Kernel Scheduling Entity
Before jumping into the threading model. Let’s understand the kernel scheduling entity. For any kernel, the scheduling entity could be a process or thread. Some kernels are not multi-threaded, the scheduling entity will be processed. Most of the recent kernels are multi-threaded. This helped in general for someone implementing threading in userspace vs depending on kernel threading.
Different Thread Models
There are three different threading models we can see Mx1, 1x1, MxN
Mx1 — There are two different possible operating systems, where scheduling entity for kernel is a process or a thread. Either case one would have implemented Mx1 threading model in userspace.
In this implementation, kernel is not aware of any of the user threads. a scheduled user thread maps to kernel thread/process based on the scheduling entity in kernel. So there is only one thread/process in kernel which is serving the user-space scheduler.
The main advantage of this mechanism is that it will not create much load on the kernel.

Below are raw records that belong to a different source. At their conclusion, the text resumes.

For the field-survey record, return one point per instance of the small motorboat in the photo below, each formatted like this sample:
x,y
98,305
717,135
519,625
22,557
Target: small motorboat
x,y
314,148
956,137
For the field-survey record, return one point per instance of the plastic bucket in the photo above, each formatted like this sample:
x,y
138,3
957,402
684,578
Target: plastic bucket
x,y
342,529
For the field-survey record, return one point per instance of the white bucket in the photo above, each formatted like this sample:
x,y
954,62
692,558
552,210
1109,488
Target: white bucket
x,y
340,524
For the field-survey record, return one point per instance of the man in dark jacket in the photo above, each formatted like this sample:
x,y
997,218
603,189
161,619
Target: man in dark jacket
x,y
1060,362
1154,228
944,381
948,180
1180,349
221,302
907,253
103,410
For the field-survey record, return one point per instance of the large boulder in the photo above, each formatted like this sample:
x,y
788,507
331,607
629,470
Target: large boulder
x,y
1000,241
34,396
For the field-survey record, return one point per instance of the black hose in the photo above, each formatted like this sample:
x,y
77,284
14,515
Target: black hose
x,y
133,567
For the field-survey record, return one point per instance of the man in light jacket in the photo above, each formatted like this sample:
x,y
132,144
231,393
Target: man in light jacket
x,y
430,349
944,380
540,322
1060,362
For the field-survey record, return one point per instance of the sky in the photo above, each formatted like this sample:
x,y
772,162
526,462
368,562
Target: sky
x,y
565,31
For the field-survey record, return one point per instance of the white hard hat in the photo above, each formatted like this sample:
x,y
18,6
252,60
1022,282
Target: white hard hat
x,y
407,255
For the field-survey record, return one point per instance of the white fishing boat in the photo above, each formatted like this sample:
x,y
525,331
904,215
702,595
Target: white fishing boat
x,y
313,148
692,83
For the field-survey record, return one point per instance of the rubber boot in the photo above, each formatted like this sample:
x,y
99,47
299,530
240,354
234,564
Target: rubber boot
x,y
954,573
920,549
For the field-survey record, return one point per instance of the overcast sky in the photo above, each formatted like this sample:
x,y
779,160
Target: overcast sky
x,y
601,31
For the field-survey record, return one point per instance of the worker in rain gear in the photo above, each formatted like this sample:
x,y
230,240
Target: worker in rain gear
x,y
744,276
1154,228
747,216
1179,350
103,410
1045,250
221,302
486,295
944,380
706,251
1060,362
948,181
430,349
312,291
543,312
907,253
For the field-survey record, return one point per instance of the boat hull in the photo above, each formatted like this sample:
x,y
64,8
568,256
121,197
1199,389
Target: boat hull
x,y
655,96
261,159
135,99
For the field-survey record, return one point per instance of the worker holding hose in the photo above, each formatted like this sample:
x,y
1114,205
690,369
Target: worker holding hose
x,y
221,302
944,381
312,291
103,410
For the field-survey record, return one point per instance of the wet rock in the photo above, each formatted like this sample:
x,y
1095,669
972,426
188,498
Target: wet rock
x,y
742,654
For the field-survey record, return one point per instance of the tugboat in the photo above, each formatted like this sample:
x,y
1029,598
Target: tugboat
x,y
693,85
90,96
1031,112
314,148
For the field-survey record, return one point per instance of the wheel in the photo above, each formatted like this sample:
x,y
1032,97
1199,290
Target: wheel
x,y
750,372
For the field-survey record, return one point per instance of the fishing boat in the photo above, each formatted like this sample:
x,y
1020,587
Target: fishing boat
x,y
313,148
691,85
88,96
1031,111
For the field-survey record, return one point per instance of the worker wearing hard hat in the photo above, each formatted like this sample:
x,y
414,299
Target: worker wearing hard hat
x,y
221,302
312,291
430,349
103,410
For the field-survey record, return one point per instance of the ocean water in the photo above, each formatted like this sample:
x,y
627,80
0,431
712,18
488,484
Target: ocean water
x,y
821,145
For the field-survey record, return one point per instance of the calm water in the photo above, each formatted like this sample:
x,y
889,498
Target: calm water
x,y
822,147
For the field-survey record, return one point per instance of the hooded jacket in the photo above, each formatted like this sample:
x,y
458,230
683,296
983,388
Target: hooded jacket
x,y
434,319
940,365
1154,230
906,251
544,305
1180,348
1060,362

The main disadvantage with this approach is and depends on the way userspace scheduler is implemented, if a thread within the process blocks since the underlying kernel scheduling entity does not know about other user threads, it will block the entire process. So, even there are some schedulable threads in user space, it cannot schedule them.
Some implementations take care of it by creating another thread and schedule runnable user-space threads. But most of the implementations do not do this.
1x1 — In this mechanism, there is one to one mapping for the user-space threads to kernel threads. POSIX threads implemented in Linux use 1x1 model.
The main advantage of this mechanism is userspace scheduler is simplified since it completely depends on kernel scheduling.
The main disadvantage is that it generates too much load on the kernel. A process could have thousands of threads and causes kernel to create that many threads.
MxN — This is the combination of Mx1 and 1x1. go language incorporates this mechanism. Most of the implementations like HP-UX POSIX threads do implement MxN threading model with the same mechanism.
The main issue with Mx1 model is if one of the thread blocks, the whole process is blocks. Here in MxN model, you will have N scheduling entities in kernel serving M scheduling entities in userspace.
So, at any point in time, we ensure to have N scheduling entities executing in the el. For example, any implementations will set N to the er of processors (or VCPU’s) in the system, so one gets the parallelism.
Go language implemented MxN with three basic primitive entities
G Structure — A G struct represents a single goroutine, stack, current stack, stack gaurd, pointer to code (initial function), parameters, goID
P Structure — Abstraction to the processor in Go runtime. It holds the Context to run Go routine.
M Structure — The M struct is the Go runtime’s representation of an OS thread, global queue of G’s, the G that it is currently running, its own cache, and a handle to the scheduler.
As mentioned earlier N number of threads are present (kernel threads) serving M number of user threads (G Structures Go routines)
P is an abstract layer representing the physical process. At any point in time we ensure set of P’s (equal to GOMAXPROCS) executing in the process.
There a per P run queue, where when a goroutine is created, it will be placed in the run queue of per P, if we reach a certain limit on per P run queue, we place the goroutine into the global run queue (more details in next section)
So, for implementing MxN one needs to tap the blocking scenarios in the process.
- The first one is blocking on a synchronization primitive (like mutex, in Go language Channel)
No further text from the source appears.